Indomethacin counteracts the effects of chronic social defeat stress on emotional but not recognition memory in mice

• Published in: PloS one Vol. 12; no. 3; p. e0173182
• Main Authors: Duque, Aránzazu, Vinader-Caerols, Concepción, Monleón, Santiago
• Format: Journal Article
• Language: English
• Published: United States Public Library of Science 09.03.2017; Public Library of Science (PLoS)

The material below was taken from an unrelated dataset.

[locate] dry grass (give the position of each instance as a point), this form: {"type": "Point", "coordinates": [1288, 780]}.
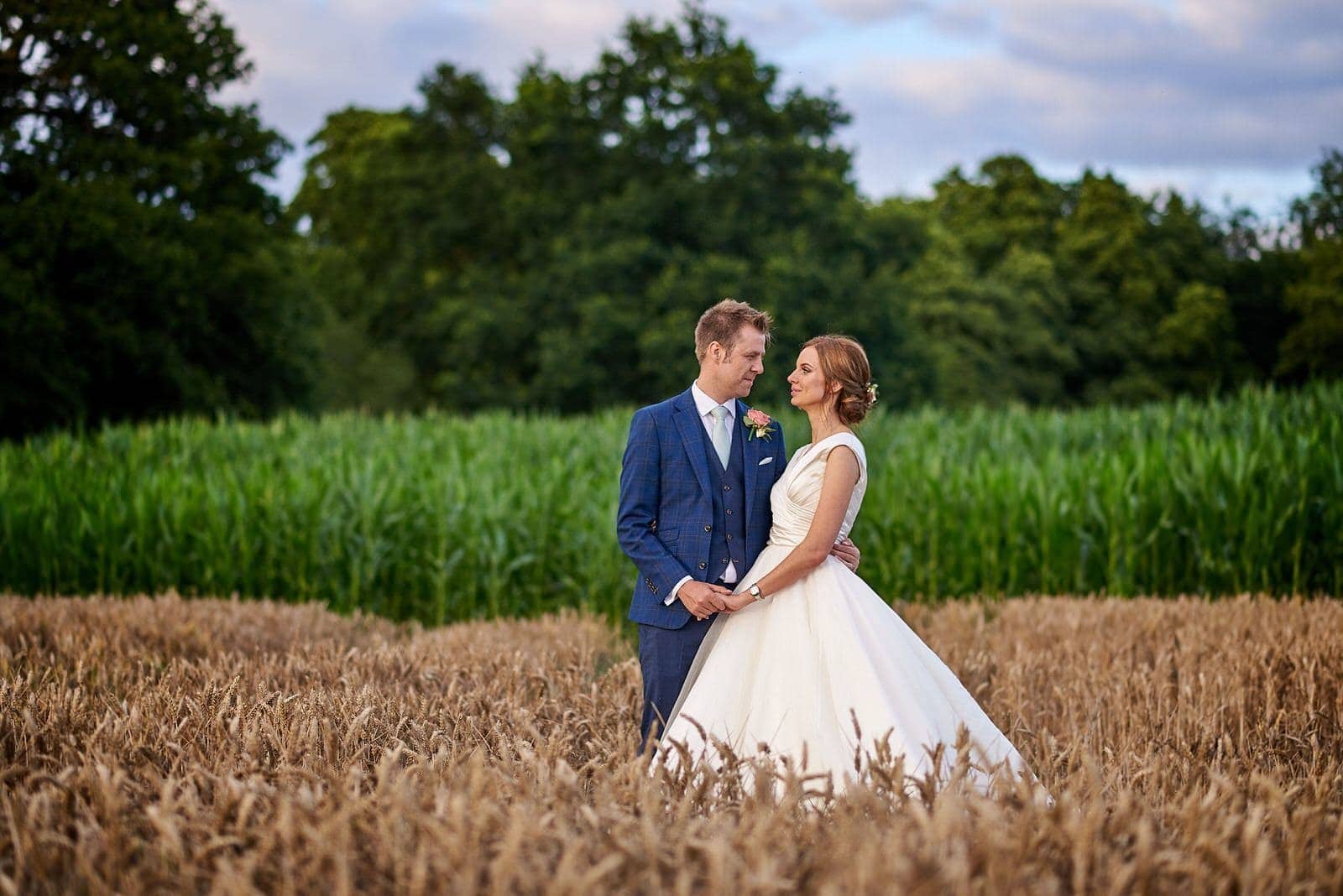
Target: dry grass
{"type": "Point", "coordinates": [212, 746]}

• Subjects: Alzheimer's disease; Analgesia; Analysis; Animals; Anti-Inflammatory Agents, Non-Steroidal - pharmacology; Anxiety; Avoidance Learning; Behavior; Behavior, Animal - drug effects; Biology and Life Sciences; Brain research; Care and treatment; Chronic Disease; Disease Models, Animal; Dosage and administration; Emotions; Emotions - drug effects; Indomethacin; Indomethacin - pharmacology; Inflammation; Interpersonal Relations; Kinases; Laboratories; Locomotor activity; Male; Medicine and Health Sciences; Memory; Memory - drug effects; Memory disorders; Mice; Object recognition; Observational learning; Pain; Pain perception; Pain sensitivity; Pattern recognition; Psychobiology; Rodents; Social behavior; Social interactions; Social Sciences; Stress; Stress, Psychological - drug therapy; Stresses
• ISSN: 1932-6203; 1932-6203
• DOI: 10.1371/journal.pone.0173182

We have previously observed the impairing effects of chronic social defeat stress (CSDS) on emotional memory in mice. Given the relation between stress and inflammatory processes, we sought to study the effectiveness of the anti-inflammatory indomethacin in reversing the detrimental effects of CSDS on emotional memory in mice. The effects of CSDS and indomethacin on recognition memory were also evaluated. Male CD1 mice were randomly divided into four groups: non-stressed + saline (NS+SAL); non-stressed + indomethacin (NS+IND); stressed + saline (S+SAL); and stressed + indomethacin (S+IND). Stressed animals were exposed to a daily 10 min agonistic confrontation (CSDS) for 20 days. All subjects were treated daily with saline or indomethacin (10 mg/kg, i.p.). 24 h after the CSDS period, all the mice were evaluated in a social interaction test to distinguish between those that were resilient or susceptible to social stress. All subjects (n = 10-12 per group) were then evaluated in inhibitory avoidance (IA), novel object recognition (NOR), elevated plus maze and hot plate tests. As in control animals (NS+SAL group), IA learning was observed in the resilient groups, as well as in the susceptible mice treated with indomethacin (S+IND group). Recognition memory was observed in the non-stressed and the resilient mice, but not in the susceptible animals. Also, stressed mice exhibited higher anxiety levels. No significant differences were observed in locomotor activity or analgesia. In conclusion, CSDS induces anxiety in post-pubertal mice and impairs emotional and recognition memory in the susceptible subjects. The effects of CSDS on emotional memory, but not on recognition memory and anxiety, are reversed by indomethacin. Moreover, memory impairment is not secondary to the effects of CSDS on locomotor activity, emotionality or pain sensitivity.